Date: October 14
Time: 12:30 pm – 1:30 pm
Speaker: Prof. Ze HONG
Venue: E21B-G002
Organizer: Department of Sociology
Phone: 8822 4595
Causal explanations are a key component of human cognition. While we possess certain causal models of the world that offer satisfactory explanations for a range of phenomena, our cognitive capacities have their limits when dealing with the complexities of the world, leaving the causes of many events elusive. In this talk, I integrate ethnographic and historical evidence to show that, despite our limited understanding of why certain events occur, people throughout human history and across diverse societies have seldom invoked “chance”—a concept that has gained significant importance in contemporary, modern societies—as an explanation. Instead, they frequently propose putative causal relationships or posit intermediary entities such as “luck” to account for why specific events unfold within their particular spatial–temporal contexts. I discuss the psychological, cognitive, and cultural evolutionary factors that hinder the development of chance-based explanations and argue that the conceptualization of chance as something measurable and its subsequent acceptance as a legitimate explanation emerged relatively late in human history, marking a pivotal intellectual shift with profound implications on how we perceive and manage uncertainty in our daily lives.

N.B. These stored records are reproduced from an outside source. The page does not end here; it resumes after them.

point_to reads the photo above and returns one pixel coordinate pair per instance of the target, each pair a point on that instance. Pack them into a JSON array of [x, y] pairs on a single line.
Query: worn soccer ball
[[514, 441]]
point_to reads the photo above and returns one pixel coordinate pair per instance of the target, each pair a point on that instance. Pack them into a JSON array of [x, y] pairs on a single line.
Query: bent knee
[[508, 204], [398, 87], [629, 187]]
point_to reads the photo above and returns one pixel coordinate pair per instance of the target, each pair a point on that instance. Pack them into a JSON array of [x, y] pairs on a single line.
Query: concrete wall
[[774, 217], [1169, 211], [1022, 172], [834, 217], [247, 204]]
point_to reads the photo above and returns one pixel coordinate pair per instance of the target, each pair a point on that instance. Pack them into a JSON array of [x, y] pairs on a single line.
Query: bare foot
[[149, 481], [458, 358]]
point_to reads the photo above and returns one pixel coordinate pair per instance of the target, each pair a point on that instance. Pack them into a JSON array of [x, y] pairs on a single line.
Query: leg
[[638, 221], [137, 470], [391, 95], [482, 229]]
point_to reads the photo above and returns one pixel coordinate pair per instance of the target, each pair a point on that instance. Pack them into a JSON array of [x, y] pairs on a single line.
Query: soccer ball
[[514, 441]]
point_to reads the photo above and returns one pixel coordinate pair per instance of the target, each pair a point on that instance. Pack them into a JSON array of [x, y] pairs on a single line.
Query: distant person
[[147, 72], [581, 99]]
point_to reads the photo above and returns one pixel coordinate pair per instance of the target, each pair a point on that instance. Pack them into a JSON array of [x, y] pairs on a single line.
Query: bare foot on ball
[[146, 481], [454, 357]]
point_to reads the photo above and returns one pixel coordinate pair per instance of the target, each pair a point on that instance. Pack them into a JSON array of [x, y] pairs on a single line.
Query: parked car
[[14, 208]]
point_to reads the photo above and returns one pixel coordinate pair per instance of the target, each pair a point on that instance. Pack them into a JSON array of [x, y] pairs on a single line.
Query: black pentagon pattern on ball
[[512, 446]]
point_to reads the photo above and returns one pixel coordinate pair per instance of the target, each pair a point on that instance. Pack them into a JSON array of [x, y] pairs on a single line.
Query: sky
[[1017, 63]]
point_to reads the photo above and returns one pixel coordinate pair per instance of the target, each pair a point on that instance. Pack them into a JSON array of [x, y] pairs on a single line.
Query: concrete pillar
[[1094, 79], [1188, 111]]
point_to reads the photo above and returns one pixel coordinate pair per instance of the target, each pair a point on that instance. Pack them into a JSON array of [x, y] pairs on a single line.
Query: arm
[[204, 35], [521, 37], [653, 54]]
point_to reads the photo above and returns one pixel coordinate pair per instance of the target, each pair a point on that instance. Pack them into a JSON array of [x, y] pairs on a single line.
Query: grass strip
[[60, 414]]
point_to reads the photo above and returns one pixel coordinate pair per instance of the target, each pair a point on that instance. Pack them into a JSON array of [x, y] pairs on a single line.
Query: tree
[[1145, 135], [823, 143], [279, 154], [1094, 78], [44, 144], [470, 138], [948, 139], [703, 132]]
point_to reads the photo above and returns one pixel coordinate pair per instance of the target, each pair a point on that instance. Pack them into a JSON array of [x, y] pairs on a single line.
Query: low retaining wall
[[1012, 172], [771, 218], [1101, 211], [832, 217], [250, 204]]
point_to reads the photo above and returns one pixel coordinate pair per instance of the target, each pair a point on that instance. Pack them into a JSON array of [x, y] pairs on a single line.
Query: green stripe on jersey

The Mini-Methods Meeting (M3), held right after the luncheon seminar. Hosted by faculty or graduate students, M3 will feature a 20-30 minute focused discussion on methodological techniques or topics in data science, programming, statistics, and more. The milieu of this series is informal and offers hands-on instruction.
- Date: 14 October 2025 (TUE)
- Time: 13:35 – 14:05
- Topic: Pre-registration for social sciences
- Host: Ms. Wang Lixuan (PhD student)
*This event is open only to Sociology department members and students.